Pre-trained models fail to infer with batch>1 in a standalone code
Several Reshape nodes have hard-coded batch dimension value in the 2nd input. Could you please fix the models to preserve batch?
This is how all the pre-trained models look like:

Reshape nodes with hard-coded output batch:
- bert/embeddings/Reshape_2
- bert/embeddings/Reshape
- bert/embeddings/Reshape_3
- bert/encoder/layer_0/attention/self/Reshape_1
- bert/encoder/layer_0/attention/self/Reshape
- bert/encoder/layer_0/attention/self/Reshape_2
- bert/encoder/Reshape
- bert/encoder/layer_1/attention/self/Reshape
- bert/encoder/layer_1/attention/self/Reshape_2
- bert/encoder/layer_1/attention/self/Reshape_1
- bert/encoder/layer_2/attention/self/Reshape_1
- bert/encoder/layer_2/attention/self/Reshape_2
- bert/encoder/layer_2/attention/self/Reshape
- bert/encoder/layer_3/attention/self/Reshape_2
- bert/encoder/layer_3/attention/self/Reshape_1
- bert/encoder/layer_3/attention/self/Reshape
- bert/encoder/layer_4/attention/self/Reshape_2
- bert/encoder/layer_4/attention/self/Reshape
- bert/encoder/layer_4/attention/self/Reshape_1
- bert/encoder/layer_5/attention/self/Reshape
- bert/encoder/layer_5/attention/self/Reshape_1
- bert/encoder/layer_5/attention/self/Reshape_2
- bert/encoder/layer_6/attention/self/Reshape_1
- bert/encoder/layer_6/attention/self/Reshape
- bert/encoder/layer_6/attention/self/Reshape_2
- bert/encoder/layer_7/attention/self/Reshape_1
- bert/encoder/layer_7/attention/self/Reshape_2
- bert/encoder/layer_7/attention/self/Reshape
- bert/encoder/layer_8/attention/self/Reshape
- bert/encoder/layer_8/attention/self/Reshape_1
- bert/encoder/layer_8/attention/self/Reshape_2
- bert/encoder/layer_9/attention/self/Reshape
- bert/encoder/layer_9/attention/self/Reshape_1
- bert/encoder/layer_9/attention/self/Reshape_2
- bert/encoder/layer_10/attention/self/Reshape
- bert/encoder/layer_10/attention/self/Reshape_1
- bert/encoder/layer_10/attention/self/Reshape_2
- bert/encoder/layer_11/attention/self/Reshape
- bert/encoder/layer_11/attention/self/Reshape_2
- bert/encoder/layer_11/attention/self/Reshape_1
- bert/encoder/Reshape_13
The problem is still relevant for me.
I would like to use pre-strained models using my custom scripts without a need to take this whole repository with me. And I need them infer-able with different batch sizes.

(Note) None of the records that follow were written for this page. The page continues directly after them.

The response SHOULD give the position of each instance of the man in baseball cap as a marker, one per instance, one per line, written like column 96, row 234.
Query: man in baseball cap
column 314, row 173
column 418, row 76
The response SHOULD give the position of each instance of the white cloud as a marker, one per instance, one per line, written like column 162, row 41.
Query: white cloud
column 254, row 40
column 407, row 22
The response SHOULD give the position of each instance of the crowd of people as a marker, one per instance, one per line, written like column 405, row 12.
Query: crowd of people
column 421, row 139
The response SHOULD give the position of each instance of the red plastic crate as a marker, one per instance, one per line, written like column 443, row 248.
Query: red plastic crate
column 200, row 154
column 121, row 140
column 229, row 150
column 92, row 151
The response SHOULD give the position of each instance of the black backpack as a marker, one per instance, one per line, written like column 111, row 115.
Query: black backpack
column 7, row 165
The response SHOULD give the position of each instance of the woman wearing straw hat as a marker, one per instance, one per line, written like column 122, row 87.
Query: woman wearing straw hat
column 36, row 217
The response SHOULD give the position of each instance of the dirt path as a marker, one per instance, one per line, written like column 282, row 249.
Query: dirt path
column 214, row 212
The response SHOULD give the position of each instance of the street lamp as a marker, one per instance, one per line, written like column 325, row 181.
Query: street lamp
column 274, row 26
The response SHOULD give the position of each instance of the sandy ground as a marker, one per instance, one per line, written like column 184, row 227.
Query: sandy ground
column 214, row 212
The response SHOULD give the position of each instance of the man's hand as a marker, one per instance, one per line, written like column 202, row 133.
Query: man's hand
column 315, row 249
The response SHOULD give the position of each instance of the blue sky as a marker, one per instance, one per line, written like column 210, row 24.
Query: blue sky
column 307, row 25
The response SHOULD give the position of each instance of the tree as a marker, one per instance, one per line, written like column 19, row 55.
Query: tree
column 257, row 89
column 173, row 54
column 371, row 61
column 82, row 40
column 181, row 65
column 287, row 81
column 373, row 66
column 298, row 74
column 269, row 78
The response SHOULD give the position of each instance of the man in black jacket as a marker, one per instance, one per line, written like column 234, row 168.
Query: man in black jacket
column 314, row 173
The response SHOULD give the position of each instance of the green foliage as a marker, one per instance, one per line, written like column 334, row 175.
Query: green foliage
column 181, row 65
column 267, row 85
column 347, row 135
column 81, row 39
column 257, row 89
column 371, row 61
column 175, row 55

To do this I had to manually load currently available models and patch modeling.py function get_shape_list to keep Shape calculating sub-graphs and to never hard-code Reshape second inputs and to let shape inference flow from Placeholders without constraints. I deleted these lines
if not non_static_indexes:
return shape
With that I got updated models, but I'm sure I'm not the one who need them in batch-change-able way.
Could you guys be so kind to upload pre-trained models in such form? With Shape sub-graphs.
Also, for BERT model it is good to have seq_len unconstrained -- like the batch. As padding the value to fit 128/256/512 tokens takes all the performance away.